Ne L’ombra della montagna ci sono tutti i suoni, i colori, gli odori dell’India. Ci sono i ricchi con smisurate ambizioni politiche, la maggioranza delle persone umili e buone, locali, angoli e strade percorse da una folla chiassosa e ammaliante, ci sono scene di disperazione, discussioni filosofiche, rimandi all’Eneide e ai grandi classici epici dell’induismo, c’è una continua, costante ricerca dell’amore visto come il sentimento più puro, salvifico, strada maestra per chi nella vita continua, malgrado tutto, a commettere sbagli. E c’è una profonda umanità nel modo di scrivere di questo autore che non abbandona mai, nemmeno nelle pagine più cupe della storia, la scelta del cammino, della forza indistinguibile del viandante, o meglio, dello Shantaram, l’uomo della pace di Dio.

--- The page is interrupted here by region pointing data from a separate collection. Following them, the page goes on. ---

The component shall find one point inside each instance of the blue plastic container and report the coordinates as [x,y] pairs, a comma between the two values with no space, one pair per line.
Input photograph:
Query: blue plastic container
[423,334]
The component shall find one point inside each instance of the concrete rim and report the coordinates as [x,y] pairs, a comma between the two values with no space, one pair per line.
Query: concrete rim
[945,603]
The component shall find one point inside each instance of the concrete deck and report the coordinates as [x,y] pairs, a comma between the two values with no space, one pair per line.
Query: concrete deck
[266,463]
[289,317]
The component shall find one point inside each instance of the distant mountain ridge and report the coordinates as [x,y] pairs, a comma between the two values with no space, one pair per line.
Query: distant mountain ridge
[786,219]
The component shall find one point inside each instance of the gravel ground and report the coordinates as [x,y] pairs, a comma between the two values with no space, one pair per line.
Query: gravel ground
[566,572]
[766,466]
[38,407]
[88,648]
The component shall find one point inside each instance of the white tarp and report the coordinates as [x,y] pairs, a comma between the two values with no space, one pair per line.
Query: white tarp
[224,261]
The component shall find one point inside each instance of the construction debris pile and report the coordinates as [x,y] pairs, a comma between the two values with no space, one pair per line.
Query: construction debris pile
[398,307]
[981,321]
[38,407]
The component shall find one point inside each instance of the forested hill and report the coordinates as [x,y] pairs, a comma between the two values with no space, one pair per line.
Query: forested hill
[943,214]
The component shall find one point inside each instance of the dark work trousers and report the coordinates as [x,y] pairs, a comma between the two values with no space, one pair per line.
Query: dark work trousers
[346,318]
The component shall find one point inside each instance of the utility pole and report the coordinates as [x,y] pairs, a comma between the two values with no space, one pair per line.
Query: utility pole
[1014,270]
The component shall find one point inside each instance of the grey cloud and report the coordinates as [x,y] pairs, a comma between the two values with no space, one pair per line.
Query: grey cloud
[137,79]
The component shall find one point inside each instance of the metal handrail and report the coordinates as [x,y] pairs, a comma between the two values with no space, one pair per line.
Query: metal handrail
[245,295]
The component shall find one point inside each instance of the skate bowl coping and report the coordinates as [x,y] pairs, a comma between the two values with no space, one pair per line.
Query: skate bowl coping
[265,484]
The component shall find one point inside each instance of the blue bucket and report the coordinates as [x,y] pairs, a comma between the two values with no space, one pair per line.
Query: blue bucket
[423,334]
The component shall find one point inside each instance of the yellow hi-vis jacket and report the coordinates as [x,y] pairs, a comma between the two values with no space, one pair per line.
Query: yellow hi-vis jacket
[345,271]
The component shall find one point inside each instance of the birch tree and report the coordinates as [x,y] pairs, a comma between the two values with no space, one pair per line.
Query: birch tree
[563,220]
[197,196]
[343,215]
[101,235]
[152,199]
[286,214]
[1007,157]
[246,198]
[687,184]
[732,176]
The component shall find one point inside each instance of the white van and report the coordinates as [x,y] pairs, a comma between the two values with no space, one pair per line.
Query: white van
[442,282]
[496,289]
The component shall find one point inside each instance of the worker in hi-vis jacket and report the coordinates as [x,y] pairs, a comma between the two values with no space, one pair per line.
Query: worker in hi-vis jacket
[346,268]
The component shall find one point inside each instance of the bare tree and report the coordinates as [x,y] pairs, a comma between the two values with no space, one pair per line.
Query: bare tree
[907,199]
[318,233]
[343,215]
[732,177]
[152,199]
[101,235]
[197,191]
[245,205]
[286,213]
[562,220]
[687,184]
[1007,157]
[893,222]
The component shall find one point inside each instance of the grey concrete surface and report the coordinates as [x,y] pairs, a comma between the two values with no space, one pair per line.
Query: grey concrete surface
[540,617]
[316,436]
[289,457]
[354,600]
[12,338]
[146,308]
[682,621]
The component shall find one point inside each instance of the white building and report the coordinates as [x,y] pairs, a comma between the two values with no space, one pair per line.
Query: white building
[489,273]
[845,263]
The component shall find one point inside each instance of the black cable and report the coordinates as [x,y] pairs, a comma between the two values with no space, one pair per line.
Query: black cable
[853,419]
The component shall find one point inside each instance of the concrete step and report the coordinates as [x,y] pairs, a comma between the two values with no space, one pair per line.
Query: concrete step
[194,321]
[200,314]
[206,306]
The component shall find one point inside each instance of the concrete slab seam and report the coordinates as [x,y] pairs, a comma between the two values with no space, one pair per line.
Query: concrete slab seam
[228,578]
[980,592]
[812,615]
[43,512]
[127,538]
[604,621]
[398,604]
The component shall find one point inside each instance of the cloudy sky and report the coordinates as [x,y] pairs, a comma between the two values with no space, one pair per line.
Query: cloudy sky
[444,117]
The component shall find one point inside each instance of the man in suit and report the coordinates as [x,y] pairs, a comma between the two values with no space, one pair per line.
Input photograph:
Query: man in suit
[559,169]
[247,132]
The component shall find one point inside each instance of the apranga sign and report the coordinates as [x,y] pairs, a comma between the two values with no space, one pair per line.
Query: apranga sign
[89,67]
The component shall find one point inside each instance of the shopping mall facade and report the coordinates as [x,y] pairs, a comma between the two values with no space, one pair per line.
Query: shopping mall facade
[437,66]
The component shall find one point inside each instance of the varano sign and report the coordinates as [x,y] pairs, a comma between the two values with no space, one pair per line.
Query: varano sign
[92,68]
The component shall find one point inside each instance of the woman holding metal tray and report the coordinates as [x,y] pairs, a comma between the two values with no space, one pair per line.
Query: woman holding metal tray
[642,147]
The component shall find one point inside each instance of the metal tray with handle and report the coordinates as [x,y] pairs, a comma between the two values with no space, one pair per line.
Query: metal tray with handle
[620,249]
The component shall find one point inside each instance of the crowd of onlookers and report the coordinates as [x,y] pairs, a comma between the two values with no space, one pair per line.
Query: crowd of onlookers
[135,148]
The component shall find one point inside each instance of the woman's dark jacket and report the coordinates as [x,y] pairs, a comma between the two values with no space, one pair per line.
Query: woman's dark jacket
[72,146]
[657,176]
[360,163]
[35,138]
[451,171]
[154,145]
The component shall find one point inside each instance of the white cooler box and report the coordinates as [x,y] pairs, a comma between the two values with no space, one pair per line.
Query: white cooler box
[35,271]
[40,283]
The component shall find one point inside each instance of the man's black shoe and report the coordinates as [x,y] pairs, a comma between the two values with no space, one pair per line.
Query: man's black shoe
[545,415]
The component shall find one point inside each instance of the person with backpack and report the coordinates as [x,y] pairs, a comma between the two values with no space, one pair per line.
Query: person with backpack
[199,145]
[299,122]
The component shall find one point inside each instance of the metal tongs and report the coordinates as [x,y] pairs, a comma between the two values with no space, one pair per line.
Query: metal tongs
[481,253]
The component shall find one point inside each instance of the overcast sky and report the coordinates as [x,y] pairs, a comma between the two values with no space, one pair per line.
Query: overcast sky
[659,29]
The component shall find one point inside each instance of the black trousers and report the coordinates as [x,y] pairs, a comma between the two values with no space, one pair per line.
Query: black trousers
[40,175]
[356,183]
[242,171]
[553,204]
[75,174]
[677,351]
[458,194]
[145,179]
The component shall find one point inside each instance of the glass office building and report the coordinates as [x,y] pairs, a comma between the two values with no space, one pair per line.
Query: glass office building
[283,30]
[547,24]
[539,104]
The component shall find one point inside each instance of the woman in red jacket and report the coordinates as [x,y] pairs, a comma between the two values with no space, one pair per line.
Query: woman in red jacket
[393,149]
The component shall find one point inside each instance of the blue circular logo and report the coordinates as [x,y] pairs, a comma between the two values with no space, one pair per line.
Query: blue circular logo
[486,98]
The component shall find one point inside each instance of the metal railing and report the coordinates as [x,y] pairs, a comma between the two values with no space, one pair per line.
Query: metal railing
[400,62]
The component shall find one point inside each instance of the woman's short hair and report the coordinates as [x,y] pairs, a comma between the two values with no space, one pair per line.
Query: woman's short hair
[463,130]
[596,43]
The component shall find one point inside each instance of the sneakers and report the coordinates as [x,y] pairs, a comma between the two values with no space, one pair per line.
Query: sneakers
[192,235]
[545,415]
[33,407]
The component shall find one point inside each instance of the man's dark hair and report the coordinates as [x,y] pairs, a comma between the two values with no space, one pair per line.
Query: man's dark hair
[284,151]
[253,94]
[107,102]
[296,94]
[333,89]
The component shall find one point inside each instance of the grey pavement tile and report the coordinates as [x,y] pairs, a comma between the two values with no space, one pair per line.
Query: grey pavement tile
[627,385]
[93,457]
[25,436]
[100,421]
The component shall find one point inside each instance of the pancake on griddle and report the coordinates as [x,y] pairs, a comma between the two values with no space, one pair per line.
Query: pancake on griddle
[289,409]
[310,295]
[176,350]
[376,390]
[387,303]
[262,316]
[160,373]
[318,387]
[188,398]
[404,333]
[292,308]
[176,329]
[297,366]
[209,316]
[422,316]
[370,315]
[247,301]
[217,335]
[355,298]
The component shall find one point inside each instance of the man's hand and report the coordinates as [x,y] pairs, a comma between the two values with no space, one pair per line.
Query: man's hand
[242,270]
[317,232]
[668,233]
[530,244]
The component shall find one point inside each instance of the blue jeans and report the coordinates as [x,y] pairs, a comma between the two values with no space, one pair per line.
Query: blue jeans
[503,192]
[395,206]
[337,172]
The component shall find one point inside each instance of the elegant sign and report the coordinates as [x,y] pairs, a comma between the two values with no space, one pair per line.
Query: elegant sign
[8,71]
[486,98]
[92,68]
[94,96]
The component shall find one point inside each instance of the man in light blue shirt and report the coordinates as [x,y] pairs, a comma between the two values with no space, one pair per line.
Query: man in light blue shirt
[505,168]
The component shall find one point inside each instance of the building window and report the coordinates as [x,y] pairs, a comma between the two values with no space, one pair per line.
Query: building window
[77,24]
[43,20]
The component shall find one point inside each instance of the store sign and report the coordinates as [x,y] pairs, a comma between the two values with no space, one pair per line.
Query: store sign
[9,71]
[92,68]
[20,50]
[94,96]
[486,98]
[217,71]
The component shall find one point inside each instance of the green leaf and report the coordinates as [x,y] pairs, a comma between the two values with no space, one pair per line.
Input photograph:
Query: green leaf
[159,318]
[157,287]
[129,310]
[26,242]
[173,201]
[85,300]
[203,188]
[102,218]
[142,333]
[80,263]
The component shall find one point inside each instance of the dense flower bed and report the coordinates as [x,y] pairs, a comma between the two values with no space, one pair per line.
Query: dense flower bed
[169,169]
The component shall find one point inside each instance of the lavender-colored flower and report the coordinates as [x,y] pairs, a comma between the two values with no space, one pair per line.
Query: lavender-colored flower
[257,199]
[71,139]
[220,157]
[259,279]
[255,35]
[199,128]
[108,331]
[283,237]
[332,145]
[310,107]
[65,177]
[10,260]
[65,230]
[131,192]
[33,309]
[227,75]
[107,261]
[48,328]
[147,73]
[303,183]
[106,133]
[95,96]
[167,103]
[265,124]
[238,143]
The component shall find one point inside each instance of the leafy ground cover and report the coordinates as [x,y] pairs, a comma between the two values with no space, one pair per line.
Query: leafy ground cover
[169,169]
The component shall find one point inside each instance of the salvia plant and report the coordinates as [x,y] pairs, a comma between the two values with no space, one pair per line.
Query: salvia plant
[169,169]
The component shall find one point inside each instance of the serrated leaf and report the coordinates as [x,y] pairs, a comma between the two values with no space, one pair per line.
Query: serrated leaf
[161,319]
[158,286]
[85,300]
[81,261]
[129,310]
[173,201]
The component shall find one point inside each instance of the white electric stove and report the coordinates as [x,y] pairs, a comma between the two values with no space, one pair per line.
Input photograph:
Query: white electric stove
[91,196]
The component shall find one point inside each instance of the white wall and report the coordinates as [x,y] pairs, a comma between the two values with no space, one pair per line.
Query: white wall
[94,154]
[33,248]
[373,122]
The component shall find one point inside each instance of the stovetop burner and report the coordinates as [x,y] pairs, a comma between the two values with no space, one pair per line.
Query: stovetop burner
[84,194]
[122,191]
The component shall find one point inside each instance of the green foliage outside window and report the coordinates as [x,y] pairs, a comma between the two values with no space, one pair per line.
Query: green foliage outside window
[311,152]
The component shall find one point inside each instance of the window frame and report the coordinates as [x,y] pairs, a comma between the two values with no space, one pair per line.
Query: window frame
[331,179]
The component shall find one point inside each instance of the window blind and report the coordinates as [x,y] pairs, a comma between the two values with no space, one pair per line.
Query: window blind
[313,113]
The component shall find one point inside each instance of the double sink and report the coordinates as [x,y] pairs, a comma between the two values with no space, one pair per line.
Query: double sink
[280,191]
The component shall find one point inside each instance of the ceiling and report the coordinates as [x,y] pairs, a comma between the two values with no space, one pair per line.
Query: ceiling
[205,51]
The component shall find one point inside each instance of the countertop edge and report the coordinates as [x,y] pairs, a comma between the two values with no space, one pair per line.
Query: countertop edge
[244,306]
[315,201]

La luce del giorno sorse sugli edifici a oriente, i veli d’ombra si sollevavano lentamente sulle facciate. Qualche cane latrava, smanioso di tornare in azione. Stormi di piccioni mettevano alla prova la propria abilità piombando verso il marciapiede come il lembo della veste di una danzatrice, per poi librarsi di nuovo e scomparire nel cielo. Ero un corteo funebre formato da una sola persona. Ogni colpo echeggia nella foresta del cuore. Ogni ingiustizia recide un ramo, e ogni lutto è un albero abbattuto. Teniamo duro: è il nostro meraviglioso coraggio, la speranza che distingue la nostra specie. Andiamo avanti, nonostante tutte le ferite che ci infligge l’esistenza. Camminiamo. Volgiamo il viso al mare, al vento, alla verità acre di salsedine della morte, e procediamo.